Sometimes you just want to read or listen to something light and frothy, especially after reading through some pretty heavy history tomes. That was the condition I was in when I plugged in my Kindle and listened to Tweet Cute by Emma Lord. It was just what the doctor ordered.
From the publisher: “Meet Pepper, swim team captain, chronic overachiever, and all-around perfectionist. Her family may be falling apart, but their massive fast-food chain is booming ― mainly thanks to Pepper, who is barely managing to juggle real life while secretly running Big League Burger’s massive Twitter account.
Enter Jack, class clown and constant thorn in Pepper’s side. When he isn’t trying to duck out of his obscenely popular twin’s shadow, he’s busy working in his family’s deli. His relationship with the business that holds his future might be love/hate, but when Big League Burger steals his grandma’s iconic grilled cheese recipe, he’ll do whatever it takes to take them down, one tweet at a time.”
First off, I just want to say that Tweet Cute is an absolutely clean novel, something you could give to your teen to read if they like romantic comedies. That was refreshing after reading a couple of books where random sex scenes were thrown in for no good reason. Not that I’m a prude, but I just wasn’t in the mood for another random coupling, you know?
The idea for the book is not original by any stretch. Tweet Cute is a direct rip off of the Meg Ryan/Tom Hanks movie You’ve Got Mail, which was actually a remake of The Shop Around the Corner starring Jimmy Stewart back in the 1940’s. But the use of social media brings the story into the 21st century.
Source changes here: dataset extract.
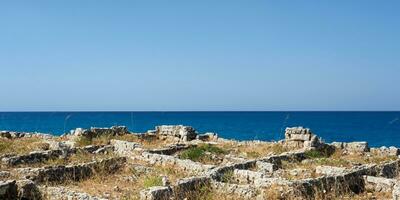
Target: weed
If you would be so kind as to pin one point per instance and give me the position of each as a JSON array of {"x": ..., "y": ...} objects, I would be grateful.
[{"x": 152, "y": 181}]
Pepper and Jack (what perfect names for a story about grilled cheese sandwiches) have parents who run restaurants. The two of them end up getting into a Twitter war over Jack’s grandmother’s grilled cheese recipe, which Pepper’s family seems to have stolen. Sparks fly both on and off Twitter. Their Twitter battle is realistic and reminds me very much of several businesses that I follow on Twitter like Kwik Trip, the Wisconsin-based gas station and convenience stores, or Culver’s, also a Wisconsin-based restaurant chain. They’re a little snarky, and they sometimes mention each other. Tweet Cute makes grilled cheese sandwiches sound exciting, just like Culver’s makes deep fried cheese curds appealing, or Kwik Trip’s tweets about regular cheese curds and other Wisconsin delicacies.
Besides all the Twitter banter, though, is the journey of self-discovery that Jack and Pepper make in their roles of their family restaurants. Both of them have big decisions to make about their futures, and it’s not quite what their parents have in mind. And their parents have some owning up to do, too. They weren’t exactly honest with their kids, which caused endless troubles.
This is the 40th Audiobook I’ve listened to as part of my 2021 Audiobook Challenge.